Marty is an avid baseball fan, who suffers physically when his beloved Boston Red Sox lose. So with the help of Marty’s friends, Ted constructs a fictional winning streak for the Sox to keep his dad as well as he can for as long as he can.
Although Reverse the Curse was adapted for the screen from a David Duchovny novel by David Duchovny, who directs, produces and stars, the movie doesn’t suffer from Duchovny overwhelm, and thankfully stays far away from vanity project territory. Marshall-Green has the bigger role here, as the peanut vendor whose soul is slowly calcifying in a haze of regret and self-loathing. In the middle of the 2010s, films like The Invitation and Upgrade seemed to promise a fruitful leading man career for Marshall-Green that never quite materialized; Reverse the Curse reminds us of his laidback charisma and easy hold of the camera. (Plus, that ‘70s long hair and mutton chops combo is a good look for him!)

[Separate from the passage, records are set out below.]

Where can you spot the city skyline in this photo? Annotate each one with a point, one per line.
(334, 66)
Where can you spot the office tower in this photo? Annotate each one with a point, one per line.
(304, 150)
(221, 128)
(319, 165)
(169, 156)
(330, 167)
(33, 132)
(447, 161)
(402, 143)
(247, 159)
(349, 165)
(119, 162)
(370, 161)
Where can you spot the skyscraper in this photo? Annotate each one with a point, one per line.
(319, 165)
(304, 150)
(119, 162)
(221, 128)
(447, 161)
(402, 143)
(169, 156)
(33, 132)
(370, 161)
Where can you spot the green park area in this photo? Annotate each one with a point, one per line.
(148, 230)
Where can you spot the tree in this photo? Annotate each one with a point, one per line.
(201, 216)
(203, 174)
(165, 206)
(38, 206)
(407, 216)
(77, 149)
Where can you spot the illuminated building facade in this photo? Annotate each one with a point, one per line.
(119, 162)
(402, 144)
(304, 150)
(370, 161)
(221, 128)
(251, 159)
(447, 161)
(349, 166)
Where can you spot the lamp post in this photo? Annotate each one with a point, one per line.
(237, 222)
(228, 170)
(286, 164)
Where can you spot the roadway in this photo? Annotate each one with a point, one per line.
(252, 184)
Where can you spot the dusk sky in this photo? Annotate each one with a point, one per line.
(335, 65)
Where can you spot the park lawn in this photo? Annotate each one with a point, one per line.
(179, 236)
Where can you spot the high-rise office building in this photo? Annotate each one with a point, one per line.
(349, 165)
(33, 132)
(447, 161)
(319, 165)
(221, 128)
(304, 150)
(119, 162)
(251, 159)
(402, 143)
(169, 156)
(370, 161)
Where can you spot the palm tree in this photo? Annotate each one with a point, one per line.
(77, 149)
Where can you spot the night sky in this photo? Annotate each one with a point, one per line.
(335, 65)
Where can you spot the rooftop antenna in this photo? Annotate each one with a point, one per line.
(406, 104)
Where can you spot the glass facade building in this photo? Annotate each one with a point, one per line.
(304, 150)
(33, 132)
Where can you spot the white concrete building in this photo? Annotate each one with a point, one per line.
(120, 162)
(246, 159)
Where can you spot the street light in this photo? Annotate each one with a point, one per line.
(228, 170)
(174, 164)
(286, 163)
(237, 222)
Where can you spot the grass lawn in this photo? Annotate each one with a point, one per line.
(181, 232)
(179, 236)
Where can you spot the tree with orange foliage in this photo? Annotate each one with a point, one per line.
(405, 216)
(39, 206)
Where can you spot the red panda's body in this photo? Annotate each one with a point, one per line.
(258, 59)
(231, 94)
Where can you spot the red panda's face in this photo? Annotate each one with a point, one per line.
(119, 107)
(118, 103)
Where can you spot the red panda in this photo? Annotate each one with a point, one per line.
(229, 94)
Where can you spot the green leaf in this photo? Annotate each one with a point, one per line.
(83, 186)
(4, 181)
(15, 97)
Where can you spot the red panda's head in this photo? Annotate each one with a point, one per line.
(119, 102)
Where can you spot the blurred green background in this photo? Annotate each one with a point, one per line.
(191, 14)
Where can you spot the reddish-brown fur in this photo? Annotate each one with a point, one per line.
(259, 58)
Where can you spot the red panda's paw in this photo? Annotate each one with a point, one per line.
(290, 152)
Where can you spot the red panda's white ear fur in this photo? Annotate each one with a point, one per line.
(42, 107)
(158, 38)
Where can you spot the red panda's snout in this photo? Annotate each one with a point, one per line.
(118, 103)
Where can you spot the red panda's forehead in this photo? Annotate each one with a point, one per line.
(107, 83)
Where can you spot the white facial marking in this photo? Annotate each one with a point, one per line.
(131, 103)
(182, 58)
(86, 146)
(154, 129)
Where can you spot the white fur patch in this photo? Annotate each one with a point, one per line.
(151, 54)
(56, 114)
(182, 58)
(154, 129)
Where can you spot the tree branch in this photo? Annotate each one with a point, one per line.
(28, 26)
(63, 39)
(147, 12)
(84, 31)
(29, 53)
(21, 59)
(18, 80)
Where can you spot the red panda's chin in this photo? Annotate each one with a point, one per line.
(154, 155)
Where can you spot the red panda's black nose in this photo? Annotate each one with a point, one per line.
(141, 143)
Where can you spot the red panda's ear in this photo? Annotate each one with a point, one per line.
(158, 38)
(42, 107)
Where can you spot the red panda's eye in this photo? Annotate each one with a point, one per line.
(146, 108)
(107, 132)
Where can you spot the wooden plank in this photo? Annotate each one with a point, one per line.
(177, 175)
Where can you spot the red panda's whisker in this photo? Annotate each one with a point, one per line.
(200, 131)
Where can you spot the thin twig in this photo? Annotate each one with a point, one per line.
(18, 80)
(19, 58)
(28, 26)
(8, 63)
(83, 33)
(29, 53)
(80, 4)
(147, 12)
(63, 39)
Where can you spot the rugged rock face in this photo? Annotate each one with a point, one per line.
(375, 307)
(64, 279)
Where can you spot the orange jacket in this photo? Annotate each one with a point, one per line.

Stealing the movie out from beneath both of them is Stephanie Beatríz, who plays the fabulously-named Mariana Blades: Death Specialist (a TV show if ever there was one), there to help terminally ill patients like Marty navigate the end of their lives. At first, it appears as if she’s going to exist just as an underwritten love interest, there solely to make the men feel better about themselves. Yet even before the film starts unfurling her backstory, Beatríz has suggested waves of pain beneath her placid surface, and Duchovny’s screenplay gives her character the most thematic heavy-lifting. Beatriz handles it with the quiet confidence of someone with many more movie roles on their CV.